Jan. 18, Revelry and Retreat sounded once again at Fort Rucker after several months of training and securing a cannon. The tradition is upheld by volunteers from the Warrant Officer College and Noncommissioned Officers Academy.

"It is a piece of our history and, as noncommissioned officers, their primary job is to protect the history and heraldry the Army has and to pass it on to future generations," Glidewell said.

The military community was fully in support of reinstating Revelry and Retreat, especially noncommissioned officers and retiree's whom didn't understand why a tradition that meant so much to so many was discontinued, said Glidewell.

"Traditions are upheld, not necessarily because they have a purpose, but because it builds morale in the unit," said Walters. "Traditions reinforce us as an Army and as a unit; it brings people together at one moment every day."

Revelry is observed at 5:30 a.m. and Retreat is observed at 5 p.m. daily at Fort Rucker. When Retreat is sounded, a cannon is shot and "To the Colors" plays. Those within earshot of the music should immediately stop, get out of their car and salute. If non-military are in earshot they should stop, face the flag and stand at attention.
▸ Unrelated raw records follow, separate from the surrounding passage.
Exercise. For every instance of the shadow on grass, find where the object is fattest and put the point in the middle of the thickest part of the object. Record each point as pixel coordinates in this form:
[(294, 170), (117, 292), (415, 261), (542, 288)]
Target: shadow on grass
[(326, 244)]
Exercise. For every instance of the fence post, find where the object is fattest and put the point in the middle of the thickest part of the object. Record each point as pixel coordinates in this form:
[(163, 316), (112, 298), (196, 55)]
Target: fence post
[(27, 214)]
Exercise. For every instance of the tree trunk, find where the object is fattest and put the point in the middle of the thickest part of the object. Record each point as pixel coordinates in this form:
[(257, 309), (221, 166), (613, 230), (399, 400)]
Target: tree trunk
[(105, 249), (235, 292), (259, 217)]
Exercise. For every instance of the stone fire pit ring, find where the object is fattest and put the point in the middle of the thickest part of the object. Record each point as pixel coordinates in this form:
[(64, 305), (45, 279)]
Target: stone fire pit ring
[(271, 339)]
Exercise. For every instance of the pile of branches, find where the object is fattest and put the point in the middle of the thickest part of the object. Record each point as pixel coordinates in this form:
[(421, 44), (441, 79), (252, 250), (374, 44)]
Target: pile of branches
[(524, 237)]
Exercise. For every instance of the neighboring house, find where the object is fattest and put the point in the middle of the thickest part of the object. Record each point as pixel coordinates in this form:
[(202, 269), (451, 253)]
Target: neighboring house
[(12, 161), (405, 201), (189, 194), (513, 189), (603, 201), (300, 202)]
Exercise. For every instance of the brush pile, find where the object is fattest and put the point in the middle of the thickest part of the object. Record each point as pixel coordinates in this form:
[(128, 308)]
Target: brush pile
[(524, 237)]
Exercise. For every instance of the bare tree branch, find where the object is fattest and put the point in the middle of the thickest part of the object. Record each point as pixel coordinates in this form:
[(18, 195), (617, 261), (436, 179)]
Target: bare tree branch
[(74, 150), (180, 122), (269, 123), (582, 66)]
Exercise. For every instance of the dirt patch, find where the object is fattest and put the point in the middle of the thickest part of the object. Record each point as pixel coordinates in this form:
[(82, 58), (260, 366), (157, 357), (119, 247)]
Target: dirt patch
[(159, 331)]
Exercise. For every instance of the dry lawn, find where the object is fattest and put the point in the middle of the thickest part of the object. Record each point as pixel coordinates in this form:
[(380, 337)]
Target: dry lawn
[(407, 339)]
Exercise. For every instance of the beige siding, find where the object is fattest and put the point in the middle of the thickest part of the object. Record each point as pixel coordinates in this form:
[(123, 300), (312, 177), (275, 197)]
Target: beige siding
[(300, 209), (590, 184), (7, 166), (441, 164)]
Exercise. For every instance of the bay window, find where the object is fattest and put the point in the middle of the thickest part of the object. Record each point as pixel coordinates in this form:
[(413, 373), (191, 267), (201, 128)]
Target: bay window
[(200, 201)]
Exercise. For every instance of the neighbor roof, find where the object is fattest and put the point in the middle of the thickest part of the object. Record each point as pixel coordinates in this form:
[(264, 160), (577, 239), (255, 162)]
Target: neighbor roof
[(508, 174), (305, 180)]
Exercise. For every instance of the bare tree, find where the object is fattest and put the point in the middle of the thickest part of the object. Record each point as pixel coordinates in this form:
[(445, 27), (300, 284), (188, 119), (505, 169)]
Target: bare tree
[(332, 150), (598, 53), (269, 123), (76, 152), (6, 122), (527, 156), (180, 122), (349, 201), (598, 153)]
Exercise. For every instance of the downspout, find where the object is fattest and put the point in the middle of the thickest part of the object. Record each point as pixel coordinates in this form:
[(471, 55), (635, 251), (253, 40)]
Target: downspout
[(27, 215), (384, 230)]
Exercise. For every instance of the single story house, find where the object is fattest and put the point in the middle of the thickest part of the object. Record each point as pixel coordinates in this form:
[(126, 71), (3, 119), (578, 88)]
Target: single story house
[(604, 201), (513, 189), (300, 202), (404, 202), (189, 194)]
"Retreat not only has historical value, but the meaning of it, behind it and the reason we observe it are for those making sacrifices for our Army right now and throughout the years. It instills values and traditions that the Army holds," said Glidewell.

"Young Soldiers need to see traditions such as these so they can build in the spirit of them as they become the senior leaders of the Army," Walters added.